There was therefore an attempt to get rid of Venice’s uniqueness and turn the place into a modern city (I mean a normal city). While on the one hand, Venice was deemed a symbol steeped in anti-modern, closed-minded resistance, or a curious, picturesque remnant from the past, the safeguarding of its uniqueness was left to some delicately romantic souls.

This attempt to modernize the city has reached its peak today. It involves the way in which the city has embraced the tourist industry which is killing Venice. But in this respect Venice shares its destiny with that village in the Andes where a mine was opened which is polluting and destroying the environment, or the communities in Amazonia in danger of losing their forests, due to multinationals, or certain areas of European cities, destroyed by gentrification, due to real estate speculation and tourism, etc.

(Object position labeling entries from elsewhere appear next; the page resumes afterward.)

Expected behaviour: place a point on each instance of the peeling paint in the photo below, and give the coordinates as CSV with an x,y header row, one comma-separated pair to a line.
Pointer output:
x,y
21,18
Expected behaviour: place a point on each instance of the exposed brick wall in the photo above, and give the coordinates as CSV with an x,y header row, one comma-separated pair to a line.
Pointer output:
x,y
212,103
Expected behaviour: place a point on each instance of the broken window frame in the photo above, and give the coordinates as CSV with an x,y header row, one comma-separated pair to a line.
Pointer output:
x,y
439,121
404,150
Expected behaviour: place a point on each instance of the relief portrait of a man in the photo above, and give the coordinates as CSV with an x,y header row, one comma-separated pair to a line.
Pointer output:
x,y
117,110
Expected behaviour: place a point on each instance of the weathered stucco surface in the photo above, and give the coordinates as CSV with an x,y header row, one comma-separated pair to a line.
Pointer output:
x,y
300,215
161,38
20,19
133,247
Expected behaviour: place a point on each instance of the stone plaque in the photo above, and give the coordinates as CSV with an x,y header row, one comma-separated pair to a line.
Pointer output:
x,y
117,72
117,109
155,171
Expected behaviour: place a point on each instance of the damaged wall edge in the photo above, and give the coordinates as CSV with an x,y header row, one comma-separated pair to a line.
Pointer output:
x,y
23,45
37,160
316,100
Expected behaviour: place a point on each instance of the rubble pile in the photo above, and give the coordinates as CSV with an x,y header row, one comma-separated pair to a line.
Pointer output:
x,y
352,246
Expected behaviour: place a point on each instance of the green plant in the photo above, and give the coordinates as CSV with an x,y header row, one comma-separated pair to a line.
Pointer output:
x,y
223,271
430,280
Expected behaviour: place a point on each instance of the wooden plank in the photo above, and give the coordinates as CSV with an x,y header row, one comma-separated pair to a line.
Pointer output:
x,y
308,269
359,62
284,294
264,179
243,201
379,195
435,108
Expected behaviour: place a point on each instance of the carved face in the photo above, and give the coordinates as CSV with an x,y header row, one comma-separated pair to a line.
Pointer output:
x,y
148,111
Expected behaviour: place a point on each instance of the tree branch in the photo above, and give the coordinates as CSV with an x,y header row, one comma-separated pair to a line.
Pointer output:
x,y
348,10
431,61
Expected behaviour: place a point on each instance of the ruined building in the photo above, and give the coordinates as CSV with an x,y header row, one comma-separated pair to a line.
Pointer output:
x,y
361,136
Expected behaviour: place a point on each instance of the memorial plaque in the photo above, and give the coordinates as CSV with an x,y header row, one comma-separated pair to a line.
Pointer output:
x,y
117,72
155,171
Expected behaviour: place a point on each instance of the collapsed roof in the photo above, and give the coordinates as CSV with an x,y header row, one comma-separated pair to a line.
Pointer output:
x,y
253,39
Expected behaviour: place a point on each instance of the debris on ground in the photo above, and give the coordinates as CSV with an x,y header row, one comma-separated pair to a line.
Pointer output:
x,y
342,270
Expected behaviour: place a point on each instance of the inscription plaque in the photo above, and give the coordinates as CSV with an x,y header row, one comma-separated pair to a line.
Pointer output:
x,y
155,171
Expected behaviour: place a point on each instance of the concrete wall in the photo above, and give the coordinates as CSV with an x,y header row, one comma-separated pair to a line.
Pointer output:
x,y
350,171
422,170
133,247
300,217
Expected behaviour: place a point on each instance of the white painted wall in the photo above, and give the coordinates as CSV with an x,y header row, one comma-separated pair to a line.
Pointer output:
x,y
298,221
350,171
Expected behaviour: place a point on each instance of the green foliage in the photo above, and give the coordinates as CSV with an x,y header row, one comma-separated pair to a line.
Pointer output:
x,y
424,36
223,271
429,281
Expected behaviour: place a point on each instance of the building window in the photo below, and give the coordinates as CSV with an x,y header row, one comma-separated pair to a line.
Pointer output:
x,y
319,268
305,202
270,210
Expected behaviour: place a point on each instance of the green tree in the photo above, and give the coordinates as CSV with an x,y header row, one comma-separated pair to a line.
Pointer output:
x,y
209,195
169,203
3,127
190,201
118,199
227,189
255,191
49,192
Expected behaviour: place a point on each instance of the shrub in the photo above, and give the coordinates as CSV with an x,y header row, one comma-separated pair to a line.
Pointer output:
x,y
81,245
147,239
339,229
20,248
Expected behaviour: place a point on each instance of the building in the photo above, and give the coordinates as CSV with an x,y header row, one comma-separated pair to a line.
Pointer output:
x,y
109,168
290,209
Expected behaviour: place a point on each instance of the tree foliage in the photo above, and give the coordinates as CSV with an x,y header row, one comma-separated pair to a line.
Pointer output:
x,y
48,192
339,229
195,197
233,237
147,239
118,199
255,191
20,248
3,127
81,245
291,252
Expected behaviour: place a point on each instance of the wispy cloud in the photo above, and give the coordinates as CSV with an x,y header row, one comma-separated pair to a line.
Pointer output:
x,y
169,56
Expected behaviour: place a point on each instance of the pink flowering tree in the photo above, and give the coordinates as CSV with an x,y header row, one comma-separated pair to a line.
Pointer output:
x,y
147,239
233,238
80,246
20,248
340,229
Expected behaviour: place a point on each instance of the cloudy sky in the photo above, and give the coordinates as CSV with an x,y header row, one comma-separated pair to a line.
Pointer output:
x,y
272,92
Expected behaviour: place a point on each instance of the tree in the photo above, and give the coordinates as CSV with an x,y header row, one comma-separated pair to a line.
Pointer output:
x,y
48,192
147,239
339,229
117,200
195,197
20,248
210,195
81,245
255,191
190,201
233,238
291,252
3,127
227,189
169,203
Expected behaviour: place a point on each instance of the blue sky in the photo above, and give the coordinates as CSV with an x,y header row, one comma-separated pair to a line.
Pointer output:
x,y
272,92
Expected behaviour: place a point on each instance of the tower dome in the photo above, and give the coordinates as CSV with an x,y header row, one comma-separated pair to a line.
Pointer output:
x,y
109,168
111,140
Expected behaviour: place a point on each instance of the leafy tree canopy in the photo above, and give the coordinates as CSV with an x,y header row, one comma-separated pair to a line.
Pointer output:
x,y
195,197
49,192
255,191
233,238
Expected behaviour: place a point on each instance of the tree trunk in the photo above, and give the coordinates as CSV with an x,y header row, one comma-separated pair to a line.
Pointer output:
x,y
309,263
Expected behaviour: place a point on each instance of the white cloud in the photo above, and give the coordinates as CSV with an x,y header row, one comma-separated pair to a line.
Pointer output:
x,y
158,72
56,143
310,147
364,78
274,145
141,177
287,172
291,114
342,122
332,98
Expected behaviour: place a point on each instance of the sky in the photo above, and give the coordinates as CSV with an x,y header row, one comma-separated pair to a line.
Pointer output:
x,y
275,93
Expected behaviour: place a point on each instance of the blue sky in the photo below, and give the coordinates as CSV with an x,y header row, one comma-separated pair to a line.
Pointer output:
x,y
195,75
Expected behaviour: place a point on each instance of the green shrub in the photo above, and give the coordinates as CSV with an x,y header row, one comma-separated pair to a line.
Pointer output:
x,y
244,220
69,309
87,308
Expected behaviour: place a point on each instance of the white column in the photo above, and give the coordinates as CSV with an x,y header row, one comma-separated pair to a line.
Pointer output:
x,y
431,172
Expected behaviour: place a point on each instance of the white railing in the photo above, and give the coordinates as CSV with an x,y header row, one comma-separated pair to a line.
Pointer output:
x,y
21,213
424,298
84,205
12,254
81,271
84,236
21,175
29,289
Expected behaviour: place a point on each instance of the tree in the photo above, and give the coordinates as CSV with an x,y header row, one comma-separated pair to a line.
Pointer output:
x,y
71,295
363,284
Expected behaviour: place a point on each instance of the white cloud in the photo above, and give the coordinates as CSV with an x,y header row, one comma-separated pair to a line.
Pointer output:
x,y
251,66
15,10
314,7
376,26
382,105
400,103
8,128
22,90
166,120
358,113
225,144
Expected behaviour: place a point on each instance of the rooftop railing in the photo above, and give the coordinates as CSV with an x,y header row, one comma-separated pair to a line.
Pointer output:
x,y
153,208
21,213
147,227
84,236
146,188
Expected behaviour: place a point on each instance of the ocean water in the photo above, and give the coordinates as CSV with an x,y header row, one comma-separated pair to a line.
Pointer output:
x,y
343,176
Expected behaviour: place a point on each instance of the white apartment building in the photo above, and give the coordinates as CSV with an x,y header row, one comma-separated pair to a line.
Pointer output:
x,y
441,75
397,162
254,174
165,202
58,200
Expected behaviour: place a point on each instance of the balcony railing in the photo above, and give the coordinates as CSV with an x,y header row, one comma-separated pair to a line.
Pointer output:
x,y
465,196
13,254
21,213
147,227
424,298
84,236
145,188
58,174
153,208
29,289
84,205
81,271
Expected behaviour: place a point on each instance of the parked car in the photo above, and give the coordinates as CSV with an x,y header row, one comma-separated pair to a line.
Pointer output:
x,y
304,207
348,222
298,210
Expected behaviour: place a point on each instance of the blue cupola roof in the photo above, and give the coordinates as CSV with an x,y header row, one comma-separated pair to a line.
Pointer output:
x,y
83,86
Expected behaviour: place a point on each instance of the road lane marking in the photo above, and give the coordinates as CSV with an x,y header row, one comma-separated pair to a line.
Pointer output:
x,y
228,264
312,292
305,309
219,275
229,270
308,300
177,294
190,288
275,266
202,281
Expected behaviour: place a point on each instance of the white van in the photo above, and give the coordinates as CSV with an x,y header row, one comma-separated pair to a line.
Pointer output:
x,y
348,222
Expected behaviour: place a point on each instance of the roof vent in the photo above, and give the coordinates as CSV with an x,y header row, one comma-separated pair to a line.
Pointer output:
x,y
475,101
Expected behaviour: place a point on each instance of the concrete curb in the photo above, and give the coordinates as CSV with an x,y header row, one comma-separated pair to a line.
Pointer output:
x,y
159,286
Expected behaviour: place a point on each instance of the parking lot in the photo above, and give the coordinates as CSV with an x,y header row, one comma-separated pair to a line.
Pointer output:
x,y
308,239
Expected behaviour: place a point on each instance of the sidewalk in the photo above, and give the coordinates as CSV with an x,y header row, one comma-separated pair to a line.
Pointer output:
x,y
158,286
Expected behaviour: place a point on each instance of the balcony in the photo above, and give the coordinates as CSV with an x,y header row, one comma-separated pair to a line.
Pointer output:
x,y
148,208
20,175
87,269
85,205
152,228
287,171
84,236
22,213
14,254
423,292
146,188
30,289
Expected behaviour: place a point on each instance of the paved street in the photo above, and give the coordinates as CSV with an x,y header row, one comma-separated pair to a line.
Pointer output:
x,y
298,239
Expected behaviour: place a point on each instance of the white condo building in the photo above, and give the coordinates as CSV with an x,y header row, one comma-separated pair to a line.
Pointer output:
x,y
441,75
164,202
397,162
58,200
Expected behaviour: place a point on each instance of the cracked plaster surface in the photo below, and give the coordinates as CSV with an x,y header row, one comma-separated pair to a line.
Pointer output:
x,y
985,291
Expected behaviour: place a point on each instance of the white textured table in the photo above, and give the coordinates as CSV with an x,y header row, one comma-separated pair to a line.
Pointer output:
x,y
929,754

It’s actually the world itself that’s threatened by so-called ‘modernisation’.

In Venice’s case the issue is perhaps more extreme and astounding, with the city revealing the deepest dynamics of the present.

What exactly is Venice saying to the world today? That the system we live in is incapable of putting its brakes on, and that it has made its goal and only value, an unbridled sort of development. This prospective is however unrealistic. Infinite development cannot happen in a finite place. Venice is limited, but so is the world, even if it is definitely much bigger.

In the case of Venice this means a new right to exist. Differently from the past, when to feel oneself a Venetian citizen, one needed to struggle against the path the world was taking, today, the news is, if we feel ourselves to be Venetian citizens, we can also feel ourselves citizens of the world.

From being a melancholic remnant of the past, Venice can now become a symbol of the future, as several enlightened figures in the past had already predicted.

Venetian citizens can now access a new platform where they can practice their proactive acrobatics, which today is so necessary, not just to live in this unique city, but also in this unique world which we are discovering.

This then is the proposal we are launching to all Venetians born here, and also to those people who feel they have a vocation to be Venetian, or have been adopted by Venice, wherever they are. Venice is capable of playing a crucial role in the present once more, as a microcosm, as a workshop that can produce strategies and experiences, at a local and a general level to check the blind race towards a sort of progress that has turned out to be self-destructive. The core of this project of citizenship can be summed up as follows: look at Venice through the lens of the world, look at the world through the lens of Venice.